Belle admits to cutting off relationships when things get too difficult. She says she believes her “troubled” childhood may have played a role in recent events.
“But I don’t think I am so psychologically damaged that I have manufactured everything that I presently think I know about my life. I’ve gotten to a point where if I don’t know the answer, I just don’t know it.”
Belle doesn’t seem to have accepted the demise of The Whole Pantry, yet as we spoke, accountants were winding up the business.
She is due to meet Penguin Australia, which stopped supplying her book in the wake of the scandal.
After initially appearing unbothered, Apple dropped her app.
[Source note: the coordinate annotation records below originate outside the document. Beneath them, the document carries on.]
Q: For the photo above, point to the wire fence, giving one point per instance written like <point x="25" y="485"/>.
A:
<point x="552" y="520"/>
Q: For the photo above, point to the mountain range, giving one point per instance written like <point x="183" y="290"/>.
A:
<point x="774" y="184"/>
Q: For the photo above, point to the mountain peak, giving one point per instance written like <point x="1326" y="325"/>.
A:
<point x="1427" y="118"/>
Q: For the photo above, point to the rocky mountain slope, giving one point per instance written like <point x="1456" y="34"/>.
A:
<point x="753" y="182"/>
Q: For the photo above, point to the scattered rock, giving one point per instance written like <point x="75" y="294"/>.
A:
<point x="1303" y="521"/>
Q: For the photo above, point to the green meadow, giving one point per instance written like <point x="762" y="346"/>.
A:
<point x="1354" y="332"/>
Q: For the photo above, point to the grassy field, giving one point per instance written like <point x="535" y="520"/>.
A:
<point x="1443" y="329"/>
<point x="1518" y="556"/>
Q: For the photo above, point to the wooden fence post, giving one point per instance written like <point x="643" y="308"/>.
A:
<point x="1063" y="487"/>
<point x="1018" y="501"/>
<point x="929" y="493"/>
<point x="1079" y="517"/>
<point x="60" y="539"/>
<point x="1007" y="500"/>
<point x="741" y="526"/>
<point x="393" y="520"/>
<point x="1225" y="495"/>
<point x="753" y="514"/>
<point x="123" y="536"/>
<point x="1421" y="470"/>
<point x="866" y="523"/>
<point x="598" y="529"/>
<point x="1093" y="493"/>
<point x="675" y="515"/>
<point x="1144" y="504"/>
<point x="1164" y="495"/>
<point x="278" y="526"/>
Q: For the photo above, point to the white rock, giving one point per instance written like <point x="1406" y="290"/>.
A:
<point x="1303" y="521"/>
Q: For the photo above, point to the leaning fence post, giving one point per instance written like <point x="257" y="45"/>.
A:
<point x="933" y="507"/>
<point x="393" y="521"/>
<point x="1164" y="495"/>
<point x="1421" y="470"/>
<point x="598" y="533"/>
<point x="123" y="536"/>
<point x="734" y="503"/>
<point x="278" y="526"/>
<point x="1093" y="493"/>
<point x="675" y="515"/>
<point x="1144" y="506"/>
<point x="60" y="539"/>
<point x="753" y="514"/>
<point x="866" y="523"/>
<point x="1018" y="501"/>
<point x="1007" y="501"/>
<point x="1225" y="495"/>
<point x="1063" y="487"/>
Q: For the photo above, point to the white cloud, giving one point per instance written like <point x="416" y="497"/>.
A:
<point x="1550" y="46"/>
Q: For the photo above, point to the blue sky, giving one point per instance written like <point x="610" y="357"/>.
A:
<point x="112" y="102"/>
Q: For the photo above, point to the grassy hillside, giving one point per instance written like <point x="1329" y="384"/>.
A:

There has been a lot of speculation about profits from The Whole Pantry.
Bespoke Approach’s Alex Twomey says accounts show she ploughed revenue back into the business, mainly on high-end photography and web design.
Belle will not make any profit, he says, she has returned her rental car and will shortly move out of the rented beachside home she shares with Clive and her son.
If there is any money left over, accountants have been instructed to pay it to the charities to which Belle pledged some profits.
Looking back, it’s hard to imagine how Belle thought she would unite her growing fame and good health with an impossibly bleak prognosis.
Unlike in the past, she had a public presence.
She couldn’t simply move interstate and disappear this time.
Belle claims she was preparing to go public when the scandal broke.
“I’ve been really upset about it because it now looks like we are on the defence,” she says.
Yet like so much else in this story, it’s impossible to say whether this is true.
One of her posts on social media, almost three years ago, seems startlingly prophetic.
“You have serious mental health issues if you conjure up lies, situations, health issues, struggles or add in an unreasonable amount of detail to keep things interesting, make it your way of creating interaction or to satisfy and keep up all the other lies you’ve told – grow up, calm down, live simply,” Belle typed.
“Shut the f*** up and be normal, in other words.”
Perhaps it was, in fact, a terse little message to herself.